3. Economic Substance Regulations (ESR)

The UAE introduced ESR in April 2019. Its goal is to ensure that UAE companies maintain a sufficient economic presence in the UAE, a prerequisite for removal from the EU’s blacklist of ‘non-cooperative jurisdictions for tax purposes’.

How might Economic Substance affect your clients?

If an organisation comes under the remit of Economic Substance, as of 30 April 2019 it is required to meet five economic substance tests to comply: If it conducts relevant Core Income-Generating

Activity (CIGA) in the UAE, it should be directed and managed in the UAE; it needs to demonstrate an adequate number of full-time employees in the UAE for a particular activity; it must incur adequate operating expenditure in the UAE, and it must be able to prove adequate physical assets in the UAE.

What can you do to protect your clients’ data?

Crucially, UAE free zone entities now have to submit information to each relevant regulatory authority. Within their annual return, your clients must provide details of the organisation’s activity, and if its activities are relevant, provide details such as expenses, income and assets, and make a declaration as to whether the Economic Substance Requirements are met.

You should therefore educate and advise your clients as to how they comply while avoiding oversharing data that is superfluous to compliance.

Finally, if your clients have operations in any of the 12 remaining jurisdictions that the EU deems to be “non-cooperative”, they will need to act on the EU Councils’ so-called defensive measures against those jurisdictions.

4. Cross-border data sharing (ESR)

While interoperability across jurisdictions can bring advantages, it pays to implement robust data protection checklists, given the legal implications of GDPR and other regulations. The Organisation for Economic Cooperation and Development (OECD) reports an increase in the number of worldwide data regulations from approximately 50 in 2,000 to around 250 in 2019.

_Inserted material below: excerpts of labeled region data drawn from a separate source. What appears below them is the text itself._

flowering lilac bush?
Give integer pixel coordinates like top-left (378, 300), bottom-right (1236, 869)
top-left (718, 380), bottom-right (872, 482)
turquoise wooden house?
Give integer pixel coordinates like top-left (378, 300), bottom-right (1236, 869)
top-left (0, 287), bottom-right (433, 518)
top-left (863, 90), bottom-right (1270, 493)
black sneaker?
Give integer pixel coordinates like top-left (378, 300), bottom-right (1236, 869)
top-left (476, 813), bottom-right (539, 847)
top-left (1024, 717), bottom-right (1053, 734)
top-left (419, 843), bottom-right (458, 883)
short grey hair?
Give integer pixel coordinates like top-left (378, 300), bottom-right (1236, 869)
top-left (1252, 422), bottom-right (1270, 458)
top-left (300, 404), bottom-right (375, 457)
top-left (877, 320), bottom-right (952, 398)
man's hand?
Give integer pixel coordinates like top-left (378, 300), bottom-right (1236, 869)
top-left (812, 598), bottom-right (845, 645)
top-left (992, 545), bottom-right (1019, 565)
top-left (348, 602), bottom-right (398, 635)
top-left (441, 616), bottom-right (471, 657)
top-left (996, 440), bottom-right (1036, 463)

So create checklists that will safeguard clients’ information in accordance with national and international legislation mandating its protection and sharing.

What can you do to protect your clients’ data, and their clients’ data?

Firstly, make sure you familiarise yourself and your clients with the varying obligations under international law. These might include US federal and state law (including California’s ‘Shine the Light’ privacy law) EU GDPR legislation, and additional EU laws such as the ‘right to be forgotten’.

Next, consider which operating countries may hold jurisdiction over your clients’ accounts; ensure your clients are well informed when it comes to how their own clients’ data is being shared.

Maintaining the in-house skills necessary to assess the quality of data protection in your organisation, as well as your clients’, is crucial to minimising risk.

It’s vital to provide good training to employees and third parties to help them understand their responsibilities and obligations to collect, use, share, store, alter or remove private data with the utmost care.